Abaza Mehmed Paşa

Abaza Mehmed Paşa (1576-1634), Osmanlı veziri, valisi, devlet adamı, kumandanı ve aynı zamanda isyancı lideri. Celali isyanları diğer birçok liderleri gibi hem Osmanlı Devleti'nin yüksek kademelerinde görev aldı, hem de Osmanlı Devleti'ne karşı bayrak açtı.

Abaza Mehmed Paşa, Teramo Castelli'nin çizimi

Kariyerinin başlangıcı

değiştir

Abaza asıllı ve köle kökenli bir devlet adamı olan Abaza Mehmed Paşa, Halep valisi Canbolatoğlu Ali Paşa'nın hazinedarı olarak kariyerine başladı. Canbolatoğlu ailesi Halep'in nesilden nesile geçen valileriydi. Abaza Mehmed Paşa, Canbolatoğlu Ali Paşa'nın başlattığı Celali isyanlarında onun yanında yer aldı. 1607 yılında Canbolatoğlu'nun Amik ovasında Osmanlı sadrazamı Kuyucu Murat Paşa'nın ordularına yenilmesi sonucu esir düştü. Yeniçeri ağası Halil Paşa'nın araya girmesi sonucu ölümden kurtuldu ve bundan sonra Halil Paşa'nın himayesinde Osmanlı hizmetine girdi.

Osmanlı Devleti hizmeti

değiştir

Halil Paşa, Osmanlı hanedanından bir kızla evlenerek Damat Halil Paşa oldu. Kaptan-ı Derya tayin edilince Abaza Mehmed Paşa'yı da Derya Beyi yaptı. Abaza Mehmed Paşa silahtarlık, Halep ve Maraş beylerbeyliği yaparak Osmanlı Devleti kademelerinde yükseldi. Osmanlı-İran Savaşları sırasında Erzurum beylerbeyi olarak görev yapmaktadır. 1617 yılında Damat Halil Paşa sadrazamlığa getirildi ve Serdar-ı Ekrem sıfatıyla İran'a giderken Abaza Mehmed Paşa'yı da beraberinde götürdü.
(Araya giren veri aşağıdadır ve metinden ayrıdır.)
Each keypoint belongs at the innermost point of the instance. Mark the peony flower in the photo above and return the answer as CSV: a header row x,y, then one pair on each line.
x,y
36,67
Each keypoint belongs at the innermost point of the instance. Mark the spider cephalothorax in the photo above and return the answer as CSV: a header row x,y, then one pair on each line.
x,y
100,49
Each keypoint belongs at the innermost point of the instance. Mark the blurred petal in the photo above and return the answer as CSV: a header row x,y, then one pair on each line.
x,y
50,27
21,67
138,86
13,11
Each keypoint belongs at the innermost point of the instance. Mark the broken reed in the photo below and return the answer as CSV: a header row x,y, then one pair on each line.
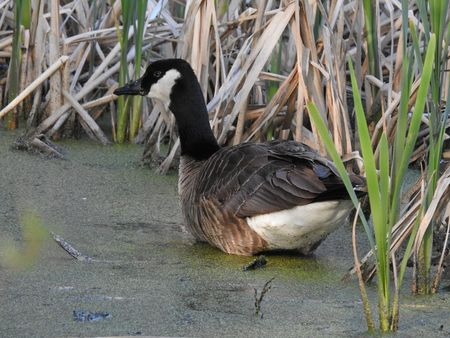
x,y
132,12
22,18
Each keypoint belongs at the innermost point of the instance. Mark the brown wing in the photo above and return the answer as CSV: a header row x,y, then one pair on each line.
x,y
252,179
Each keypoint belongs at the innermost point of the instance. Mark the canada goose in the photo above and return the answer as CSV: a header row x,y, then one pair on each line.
x,y
247,198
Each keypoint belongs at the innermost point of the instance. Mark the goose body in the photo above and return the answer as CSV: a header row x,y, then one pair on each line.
x,y
248,198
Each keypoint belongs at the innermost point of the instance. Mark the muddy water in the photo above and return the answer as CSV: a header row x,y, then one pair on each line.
x,y
148,275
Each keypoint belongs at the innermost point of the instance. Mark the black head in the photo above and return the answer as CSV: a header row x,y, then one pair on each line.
x,y
158,79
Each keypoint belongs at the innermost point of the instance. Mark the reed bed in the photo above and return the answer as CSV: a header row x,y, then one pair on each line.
x,y
260,65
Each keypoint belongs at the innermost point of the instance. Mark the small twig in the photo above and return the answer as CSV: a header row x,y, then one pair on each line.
x,y
257,263
440,269
70,249
259,299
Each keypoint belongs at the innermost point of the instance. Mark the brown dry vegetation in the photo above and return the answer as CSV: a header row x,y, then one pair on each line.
x,y
258,62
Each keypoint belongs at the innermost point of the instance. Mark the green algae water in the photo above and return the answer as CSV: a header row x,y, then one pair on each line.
x,y
149,275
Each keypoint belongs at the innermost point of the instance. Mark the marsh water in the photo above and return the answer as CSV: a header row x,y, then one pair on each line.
x,y
148,276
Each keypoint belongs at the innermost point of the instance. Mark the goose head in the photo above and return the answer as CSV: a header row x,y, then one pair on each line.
x,y
173,83
161,79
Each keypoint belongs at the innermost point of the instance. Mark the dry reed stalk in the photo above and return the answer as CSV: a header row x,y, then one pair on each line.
x,y
54,53
47,74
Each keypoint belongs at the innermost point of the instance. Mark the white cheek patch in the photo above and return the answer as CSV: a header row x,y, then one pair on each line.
x,y
161,90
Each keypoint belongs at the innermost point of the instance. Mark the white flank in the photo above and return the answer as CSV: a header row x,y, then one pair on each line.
x,y
301,227
161,90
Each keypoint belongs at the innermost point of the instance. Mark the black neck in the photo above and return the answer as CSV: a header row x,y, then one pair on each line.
x,y
188,105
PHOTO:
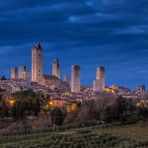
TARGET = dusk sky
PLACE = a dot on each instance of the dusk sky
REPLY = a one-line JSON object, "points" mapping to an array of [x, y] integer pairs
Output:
{"points": [[113, 33]]}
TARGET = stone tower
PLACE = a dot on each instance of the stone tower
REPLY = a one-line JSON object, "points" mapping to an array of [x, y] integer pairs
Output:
{"points": [[56, 68], [75, 80], [37, 63], [14, 73], [99, 83]]}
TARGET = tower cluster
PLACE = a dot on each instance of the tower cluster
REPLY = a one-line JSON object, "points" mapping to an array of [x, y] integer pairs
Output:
{"points": [[54, 80]]}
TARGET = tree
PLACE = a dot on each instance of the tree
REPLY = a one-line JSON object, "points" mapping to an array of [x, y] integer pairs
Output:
{"points": [[57, 117]]}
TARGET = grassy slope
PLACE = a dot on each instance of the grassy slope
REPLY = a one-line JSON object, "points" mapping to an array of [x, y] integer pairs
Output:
{"points": [[129, 136]]}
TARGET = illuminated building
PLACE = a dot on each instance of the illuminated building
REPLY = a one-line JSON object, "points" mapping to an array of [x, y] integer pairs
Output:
{"points": [[141, 88], [14, 73], [99, 83], [67, 79], [21, 71], [56, 68], [75, 81], [37, 63]]}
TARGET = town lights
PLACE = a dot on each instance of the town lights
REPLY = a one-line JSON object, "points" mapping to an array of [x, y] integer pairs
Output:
{"points": [[12, 102]]}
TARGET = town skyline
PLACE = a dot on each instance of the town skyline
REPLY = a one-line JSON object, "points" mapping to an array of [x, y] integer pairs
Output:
{"points": [[49, 71], [84, 32]]}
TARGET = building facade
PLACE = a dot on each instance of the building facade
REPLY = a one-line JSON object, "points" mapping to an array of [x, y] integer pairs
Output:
{"points": [[56, 68], [75, 78], [99, 83], [14, 73], [21, 71], [37, 63]]}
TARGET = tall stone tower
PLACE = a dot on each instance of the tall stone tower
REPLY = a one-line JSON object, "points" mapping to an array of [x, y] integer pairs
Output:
{"points": [[37, 63], [56, 68], [75, 78], [14, 73], [21, 71], [99, 83]]}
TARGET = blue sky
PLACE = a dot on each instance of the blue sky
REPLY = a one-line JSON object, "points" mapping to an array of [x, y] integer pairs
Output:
{"points": [[113, 33]]}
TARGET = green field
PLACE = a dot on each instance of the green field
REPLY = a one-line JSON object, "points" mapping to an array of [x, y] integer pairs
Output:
{"points": [[133, 136]]}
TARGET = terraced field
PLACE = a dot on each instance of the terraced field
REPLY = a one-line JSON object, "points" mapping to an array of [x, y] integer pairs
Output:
{"points": [[117, 137]]}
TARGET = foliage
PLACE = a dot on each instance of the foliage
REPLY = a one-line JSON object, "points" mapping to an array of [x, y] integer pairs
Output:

İran'la yapılan savaşlar Doğu Anadolu Bölgesi'nde halk arasında büyük sancılara neden olmuştu. Örneğin Erzurum'da Osmanlı-İran Savaşları dolayısıyla çok sayıda yeniçeri bulunuyordu. Savaşlar sırasında çok sıkıntıya düşmüş olan Erzurum halkı ile halka kötü davranan yeniçeriler arasında büyük bir anlaşmazlık ortaya çıkmıştı. Bu arada Osmanlı padişahı Genç Osman yeniçeriler tarafından tahttan indirilmiş ve acımasızca öldürülmüştü. Bu olaylar sonucu Abaza Mehmed Paşa yeniçeri ocaklarının kaldırılması gerektiği sonucuna vardı. O yüzden 1624 yılında kendi beylerbeyliği bölgesindeki birçok yeniçeriyi yakalatıp öldürterek bir Celali isyanı başlattı.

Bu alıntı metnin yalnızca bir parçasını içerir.